Ahmed said he has lived in the United States for four decades and never seen anything like it. “Since Donald Trump started running his mouth, these things are happening now,” Ahmed said.
Asked about Trump’s political impact, Ahmed continued, “He’s sounding more and more like Hitler. If he wins, maybe he’ll want to put us in a concentration camp. I’m not sure. I think Donald Trump is helping the Democrats tremendously.”
Jamal, the Princeton professor, said, “The truth is the Islamophobic rhetoric today is far worse than it was after 9/11.”

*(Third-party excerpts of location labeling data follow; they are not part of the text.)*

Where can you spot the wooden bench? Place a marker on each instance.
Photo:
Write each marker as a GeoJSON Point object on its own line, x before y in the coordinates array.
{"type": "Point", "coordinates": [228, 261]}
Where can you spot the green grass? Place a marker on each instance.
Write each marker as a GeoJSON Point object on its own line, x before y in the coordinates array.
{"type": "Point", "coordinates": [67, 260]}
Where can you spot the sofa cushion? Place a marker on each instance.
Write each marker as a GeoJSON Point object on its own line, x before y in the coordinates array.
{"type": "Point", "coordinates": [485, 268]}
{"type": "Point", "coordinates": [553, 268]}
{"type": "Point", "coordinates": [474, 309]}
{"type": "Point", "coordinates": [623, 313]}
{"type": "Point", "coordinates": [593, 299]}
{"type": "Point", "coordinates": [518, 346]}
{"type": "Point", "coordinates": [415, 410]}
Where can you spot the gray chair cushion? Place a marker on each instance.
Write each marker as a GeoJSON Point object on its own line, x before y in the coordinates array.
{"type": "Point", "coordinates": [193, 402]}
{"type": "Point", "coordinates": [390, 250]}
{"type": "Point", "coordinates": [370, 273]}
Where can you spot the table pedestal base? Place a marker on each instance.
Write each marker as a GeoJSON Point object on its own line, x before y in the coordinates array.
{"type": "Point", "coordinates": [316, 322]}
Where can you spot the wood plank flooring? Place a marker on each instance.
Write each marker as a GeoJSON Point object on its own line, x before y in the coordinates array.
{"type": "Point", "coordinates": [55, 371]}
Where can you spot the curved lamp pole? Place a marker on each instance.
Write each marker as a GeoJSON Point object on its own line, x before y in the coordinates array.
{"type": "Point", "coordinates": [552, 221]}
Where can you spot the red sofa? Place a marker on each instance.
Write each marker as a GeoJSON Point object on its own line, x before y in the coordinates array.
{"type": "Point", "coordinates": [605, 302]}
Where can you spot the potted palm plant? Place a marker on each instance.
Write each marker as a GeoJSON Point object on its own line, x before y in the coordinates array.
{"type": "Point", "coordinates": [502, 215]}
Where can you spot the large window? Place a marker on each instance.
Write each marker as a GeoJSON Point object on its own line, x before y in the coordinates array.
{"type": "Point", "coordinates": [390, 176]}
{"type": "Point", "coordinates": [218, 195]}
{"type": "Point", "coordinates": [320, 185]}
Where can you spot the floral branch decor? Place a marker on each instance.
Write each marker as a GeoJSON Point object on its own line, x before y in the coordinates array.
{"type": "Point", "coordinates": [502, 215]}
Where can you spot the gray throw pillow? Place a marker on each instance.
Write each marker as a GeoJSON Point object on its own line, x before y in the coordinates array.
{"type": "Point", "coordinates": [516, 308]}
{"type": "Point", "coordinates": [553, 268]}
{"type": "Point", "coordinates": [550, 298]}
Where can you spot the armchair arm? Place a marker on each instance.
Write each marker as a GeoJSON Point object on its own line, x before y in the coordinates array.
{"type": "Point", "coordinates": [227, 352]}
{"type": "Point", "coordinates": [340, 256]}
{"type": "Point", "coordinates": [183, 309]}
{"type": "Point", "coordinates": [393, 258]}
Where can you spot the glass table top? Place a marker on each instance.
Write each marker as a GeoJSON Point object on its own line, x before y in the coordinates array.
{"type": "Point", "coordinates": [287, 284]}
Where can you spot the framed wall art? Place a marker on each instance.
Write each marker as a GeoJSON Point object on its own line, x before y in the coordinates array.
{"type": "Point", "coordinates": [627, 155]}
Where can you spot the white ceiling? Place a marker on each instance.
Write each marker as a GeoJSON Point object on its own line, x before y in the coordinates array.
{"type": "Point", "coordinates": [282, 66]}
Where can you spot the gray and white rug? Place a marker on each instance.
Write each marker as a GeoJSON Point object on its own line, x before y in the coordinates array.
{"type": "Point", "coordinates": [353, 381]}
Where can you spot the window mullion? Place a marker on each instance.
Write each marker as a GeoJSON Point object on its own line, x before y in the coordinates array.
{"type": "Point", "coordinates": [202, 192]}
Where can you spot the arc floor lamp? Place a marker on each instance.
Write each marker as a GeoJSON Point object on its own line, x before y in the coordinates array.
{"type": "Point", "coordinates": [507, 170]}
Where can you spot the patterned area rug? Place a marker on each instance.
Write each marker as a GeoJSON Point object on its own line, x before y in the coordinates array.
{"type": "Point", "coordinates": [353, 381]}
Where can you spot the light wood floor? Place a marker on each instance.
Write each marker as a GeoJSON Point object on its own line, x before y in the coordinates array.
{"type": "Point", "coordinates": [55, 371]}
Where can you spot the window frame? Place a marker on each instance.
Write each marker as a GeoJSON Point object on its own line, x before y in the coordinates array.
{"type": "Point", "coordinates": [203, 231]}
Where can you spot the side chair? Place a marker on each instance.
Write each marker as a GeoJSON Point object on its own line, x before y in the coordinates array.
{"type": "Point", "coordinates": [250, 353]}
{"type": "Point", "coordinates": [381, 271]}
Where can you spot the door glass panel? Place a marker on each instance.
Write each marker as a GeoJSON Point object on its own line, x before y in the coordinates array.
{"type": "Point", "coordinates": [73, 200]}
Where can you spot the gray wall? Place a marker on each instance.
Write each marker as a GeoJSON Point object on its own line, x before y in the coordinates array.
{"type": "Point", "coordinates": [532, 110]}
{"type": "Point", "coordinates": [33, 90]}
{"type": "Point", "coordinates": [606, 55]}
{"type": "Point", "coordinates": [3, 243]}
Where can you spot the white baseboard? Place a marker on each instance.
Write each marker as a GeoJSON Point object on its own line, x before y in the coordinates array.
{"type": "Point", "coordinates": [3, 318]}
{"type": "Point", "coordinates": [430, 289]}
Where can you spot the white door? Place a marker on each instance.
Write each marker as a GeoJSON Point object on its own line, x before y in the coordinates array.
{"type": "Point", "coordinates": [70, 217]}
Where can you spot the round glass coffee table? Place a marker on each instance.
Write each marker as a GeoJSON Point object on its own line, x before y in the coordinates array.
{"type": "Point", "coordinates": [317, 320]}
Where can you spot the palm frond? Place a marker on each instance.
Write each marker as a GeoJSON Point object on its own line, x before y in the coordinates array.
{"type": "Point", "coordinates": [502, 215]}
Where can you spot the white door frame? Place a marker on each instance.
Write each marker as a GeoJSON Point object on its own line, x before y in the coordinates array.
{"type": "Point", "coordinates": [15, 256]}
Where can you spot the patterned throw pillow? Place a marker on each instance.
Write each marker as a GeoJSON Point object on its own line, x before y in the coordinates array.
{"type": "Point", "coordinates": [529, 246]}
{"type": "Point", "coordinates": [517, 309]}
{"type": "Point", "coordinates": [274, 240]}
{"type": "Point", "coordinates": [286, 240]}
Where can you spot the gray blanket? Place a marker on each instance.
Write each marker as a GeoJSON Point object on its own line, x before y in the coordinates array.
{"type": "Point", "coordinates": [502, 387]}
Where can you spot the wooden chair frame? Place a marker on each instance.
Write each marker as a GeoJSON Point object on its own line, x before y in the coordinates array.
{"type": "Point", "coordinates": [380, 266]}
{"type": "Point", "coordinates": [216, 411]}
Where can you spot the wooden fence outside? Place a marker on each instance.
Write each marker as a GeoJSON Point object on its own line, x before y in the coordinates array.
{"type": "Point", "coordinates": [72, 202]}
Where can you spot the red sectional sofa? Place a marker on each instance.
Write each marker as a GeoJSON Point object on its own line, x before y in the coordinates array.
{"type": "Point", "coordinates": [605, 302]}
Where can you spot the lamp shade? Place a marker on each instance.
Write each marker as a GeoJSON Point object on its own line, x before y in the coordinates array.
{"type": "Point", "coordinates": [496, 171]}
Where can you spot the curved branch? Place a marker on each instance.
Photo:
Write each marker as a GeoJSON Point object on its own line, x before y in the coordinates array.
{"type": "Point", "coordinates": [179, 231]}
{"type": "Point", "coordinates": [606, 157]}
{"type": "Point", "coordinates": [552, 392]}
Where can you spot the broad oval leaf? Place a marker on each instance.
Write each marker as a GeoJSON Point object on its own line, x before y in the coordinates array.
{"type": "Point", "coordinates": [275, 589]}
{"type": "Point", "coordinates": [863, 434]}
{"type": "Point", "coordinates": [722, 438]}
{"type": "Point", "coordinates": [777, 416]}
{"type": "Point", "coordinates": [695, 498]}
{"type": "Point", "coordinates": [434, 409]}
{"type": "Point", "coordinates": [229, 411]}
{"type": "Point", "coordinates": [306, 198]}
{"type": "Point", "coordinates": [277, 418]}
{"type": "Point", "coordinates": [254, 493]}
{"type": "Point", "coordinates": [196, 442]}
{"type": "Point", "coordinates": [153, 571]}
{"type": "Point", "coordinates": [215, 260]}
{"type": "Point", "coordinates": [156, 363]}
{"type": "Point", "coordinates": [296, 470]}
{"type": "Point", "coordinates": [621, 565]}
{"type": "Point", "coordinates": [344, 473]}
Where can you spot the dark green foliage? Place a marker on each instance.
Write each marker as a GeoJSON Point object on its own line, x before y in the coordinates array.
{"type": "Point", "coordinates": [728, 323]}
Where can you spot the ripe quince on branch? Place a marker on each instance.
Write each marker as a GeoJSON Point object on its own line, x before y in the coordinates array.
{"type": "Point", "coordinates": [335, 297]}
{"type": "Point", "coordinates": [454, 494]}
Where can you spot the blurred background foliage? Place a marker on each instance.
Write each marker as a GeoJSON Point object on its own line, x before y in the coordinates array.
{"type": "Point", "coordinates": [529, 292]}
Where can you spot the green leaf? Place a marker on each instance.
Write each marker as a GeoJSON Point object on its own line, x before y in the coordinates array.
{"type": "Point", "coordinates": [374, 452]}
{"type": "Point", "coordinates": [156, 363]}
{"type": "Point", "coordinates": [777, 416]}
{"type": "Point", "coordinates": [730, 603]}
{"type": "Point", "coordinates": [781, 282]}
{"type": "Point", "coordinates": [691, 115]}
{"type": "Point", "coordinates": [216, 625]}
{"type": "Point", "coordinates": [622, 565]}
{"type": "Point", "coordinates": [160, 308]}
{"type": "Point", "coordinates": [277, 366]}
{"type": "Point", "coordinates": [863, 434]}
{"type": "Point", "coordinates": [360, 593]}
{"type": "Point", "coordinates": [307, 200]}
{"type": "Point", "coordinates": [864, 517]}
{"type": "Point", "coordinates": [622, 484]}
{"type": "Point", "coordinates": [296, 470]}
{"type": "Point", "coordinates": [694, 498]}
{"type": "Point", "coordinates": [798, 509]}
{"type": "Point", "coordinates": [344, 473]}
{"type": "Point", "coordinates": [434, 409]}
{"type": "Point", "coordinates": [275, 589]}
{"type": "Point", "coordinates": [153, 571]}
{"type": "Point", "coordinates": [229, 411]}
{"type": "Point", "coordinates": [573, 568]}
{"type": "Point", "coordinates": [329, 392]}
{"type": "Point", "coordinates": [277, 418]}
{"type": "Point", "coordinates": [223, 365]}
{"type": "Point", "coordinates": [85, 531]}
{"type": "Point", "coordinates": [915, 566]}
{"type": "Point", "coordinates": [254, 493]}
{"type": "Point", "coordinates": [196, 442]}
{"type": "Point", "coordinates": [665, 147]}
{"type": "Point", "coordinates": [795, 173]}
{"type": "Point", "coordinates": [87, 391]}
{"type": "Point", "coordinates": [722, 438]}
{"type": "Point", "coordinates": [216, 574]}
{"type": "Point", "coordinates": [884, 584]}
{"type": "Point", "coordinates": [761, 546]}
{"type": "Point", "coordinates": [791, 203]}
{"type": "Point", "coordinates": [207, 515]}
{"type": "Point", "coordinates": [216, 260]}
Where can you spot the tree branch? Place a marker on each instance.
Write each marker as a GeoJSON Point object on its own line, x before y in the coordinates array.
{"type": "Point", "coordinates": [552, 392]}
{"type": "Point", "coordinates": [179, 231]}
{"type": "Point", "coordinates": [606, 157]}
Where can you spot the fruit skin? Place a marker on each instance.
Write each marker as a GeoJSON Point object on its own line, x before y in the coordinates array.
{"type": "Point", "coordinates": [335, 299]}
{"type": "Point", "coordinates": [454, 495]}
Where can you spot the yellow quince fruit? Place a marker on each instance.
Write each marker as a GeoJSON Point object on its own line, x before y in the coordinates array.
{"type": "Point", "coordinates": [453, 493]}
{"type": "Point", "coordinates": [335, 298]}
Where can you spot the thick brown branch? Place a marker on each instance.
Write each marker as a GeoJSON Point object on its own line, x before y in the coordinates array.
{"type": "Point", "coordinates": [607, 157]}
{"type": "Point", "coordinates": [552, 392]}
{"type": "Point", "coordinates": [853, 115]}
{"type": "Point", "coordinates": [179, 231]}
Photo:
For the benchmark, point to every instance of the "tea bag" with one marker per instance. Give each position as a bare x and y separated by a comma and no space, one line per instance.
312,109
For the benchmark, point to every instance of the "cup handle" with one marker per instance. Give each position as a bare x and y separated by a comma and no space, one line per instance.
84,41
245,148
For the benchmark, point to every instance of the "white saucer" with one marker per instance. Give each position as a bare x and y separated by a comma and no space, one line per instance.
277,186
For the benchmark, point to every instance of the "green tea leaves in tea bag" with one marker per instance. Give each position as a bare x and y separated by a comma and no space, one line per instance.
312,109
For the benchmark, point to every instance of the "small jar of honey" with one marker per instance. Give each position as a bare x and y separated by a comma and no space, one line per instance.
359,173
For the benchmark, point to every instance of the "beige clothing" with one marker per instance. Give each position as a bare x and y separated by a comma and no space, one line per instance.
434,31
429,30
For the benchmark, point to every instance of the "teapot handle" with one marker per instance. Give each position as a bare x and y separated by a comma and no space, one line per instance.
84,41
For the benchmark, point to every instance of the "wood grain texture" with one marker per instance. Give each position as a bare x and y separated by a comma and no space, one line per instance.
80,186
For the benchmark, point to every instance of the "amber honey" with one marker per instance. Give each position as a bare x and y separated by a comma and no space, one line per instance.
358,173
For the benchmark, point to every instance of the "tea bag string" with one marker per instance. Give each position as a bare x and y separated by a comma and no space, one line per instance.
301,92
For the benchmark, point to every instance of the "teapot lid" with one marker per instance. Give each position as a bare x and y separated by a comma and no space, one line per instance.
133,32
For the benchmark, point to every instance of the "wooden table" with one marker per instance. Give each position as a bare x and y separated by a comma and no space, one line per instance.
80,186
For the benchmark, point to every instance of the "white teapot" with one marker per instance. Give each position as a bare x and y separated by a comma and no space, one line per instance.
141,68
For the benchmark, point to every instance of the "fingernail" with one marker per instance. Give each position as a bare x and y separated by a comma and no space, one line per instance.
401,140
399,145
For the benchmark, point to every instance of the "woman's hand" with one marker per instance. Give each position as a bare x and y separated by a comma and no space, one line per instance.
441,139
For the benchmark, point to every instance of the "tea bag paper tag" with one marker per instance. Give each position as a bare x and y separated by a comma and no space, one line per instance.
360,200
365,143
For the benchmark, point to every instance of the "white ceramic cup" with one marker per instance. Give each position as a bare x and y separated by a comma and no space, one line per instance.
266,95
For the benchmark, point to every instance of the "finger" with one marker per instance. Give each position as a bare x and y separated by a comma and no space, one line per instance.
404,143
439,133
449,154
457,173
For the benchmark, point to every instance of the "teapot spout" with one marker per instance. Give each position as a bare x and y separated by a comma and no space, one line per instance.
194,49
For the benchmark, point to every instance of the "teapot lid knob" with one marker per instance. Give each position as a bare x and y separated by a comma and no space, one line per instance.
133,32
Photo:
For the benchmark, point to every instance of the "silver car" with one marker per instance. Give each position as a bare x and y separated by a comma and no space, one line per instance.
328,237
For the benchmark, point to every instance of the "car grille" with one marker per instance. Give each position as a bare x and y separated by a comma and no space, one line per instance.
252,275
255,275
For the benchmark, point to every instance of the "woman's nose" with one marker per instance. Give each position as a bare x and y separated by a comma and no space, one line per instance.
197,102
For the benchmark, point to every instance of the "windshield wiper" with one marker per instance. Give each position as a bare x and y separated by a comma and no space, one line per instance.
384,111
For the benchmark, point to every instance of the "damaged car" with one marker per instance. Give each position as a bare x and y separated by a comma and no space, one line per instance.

Many Republicans have rushed to condemn Trump this week calling him and his proposed Muslim ban “unhinged” (Jeb Bush), “un-American” (Dick Cheney), “un-Republican” (the chair of the New Hampshire Republican Party) and “unconstitutional” (South Carolina Gov. Nikki Haley).
But most have simultaneously walked a wobbly tightrope to say they would nonetheless support Trump, if he became the party’s nominee. “I won’t be enthusiastic about it, I won’t be excited about it, but what I have said is, I will support the nominee,” Rand Paul told Yahoo.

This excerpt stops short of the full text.